Under a value driven paradigm, no restrictions exist so as to dictate a participant’s intent behind his/her underlying consumption of a product. In stark contrast, the opportunity driven paradigm features the pay to play element: without payment, one cannot participate and if one cannot participate, one cannot earn commissions.
Pay to play requirements produce ambiguity behind why a participant buys. Is it because he/she really wants the product? Or is because he/she just wants to participate in the income opportunity? In our view, if there’s ANY sort of requirement, courts will easily find that the motivation driving consumption is the opportunity (not the value). If you don’t believe me, look at how the Court handled Vemma.
Under the current bonus system there is no way to unbundle the intent to consume products as ultimate users from their desire to remain qualified for bonuses.

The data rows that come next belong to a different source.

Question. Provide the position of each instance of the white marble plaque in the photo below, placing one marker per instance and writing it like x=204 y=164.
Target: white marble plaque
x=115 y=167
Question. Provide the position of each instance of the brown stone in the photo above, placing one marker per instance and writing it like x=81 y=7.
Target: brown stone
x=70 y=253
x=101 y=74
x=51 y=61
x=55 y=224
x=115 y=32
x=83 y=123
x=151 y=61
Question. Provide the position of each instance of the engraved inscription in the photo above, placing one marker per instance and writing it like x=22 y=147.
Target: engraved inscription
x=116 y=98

THE ANSWER TO COMPANIES’ PAY TO PLAY DILEMMA
Having forced you to read why inventory purchases cannot be a requirement to participation, I’ll answer the question you’ve been repeatedly asking yourself: what choice do I have? For me, it’s rather simple. Three choices clearly exist and are the same choices we’ve written about in the past regarding the post-vemma world.
For the sake of brevity I will quickly summarize:
- Stand pat, do nothing, and hope you don’t get caught. Just excuse me when I politely say, “told you so,” when the FTC suddenly receives unilateral control over your company; or,
- Require that at least half of the required inventory purchase come from legitimate and verifiable customers; or,
- Eliminate required inventory purchases altogether. What better way to see if your product really does, in fact, have intrinsic market value than by no longer requiring volume goals. I call this the Kevlar approach, because a company choosing to eliminate PV (personal volume) has made a regulator’s job of shooting it down as a pyramid scheme A LOT more difficult.
To conclude, one of the first things I notice when I evaluate an MLM’s business model is whether or not it charges participants for the right to participate. As I’ve studied regulators arguments, the companies they’ve pursued, and how the court proceedings have shaken out, there’s no way around it — quid pro quo / pay to play is the logical starting point to the pyramid scheme determination.
If companies really want to stay on the right side of the law, the quid pro quo dilemma isn’t a dilemma at all. The choice is easy — it’s just not worth the risk.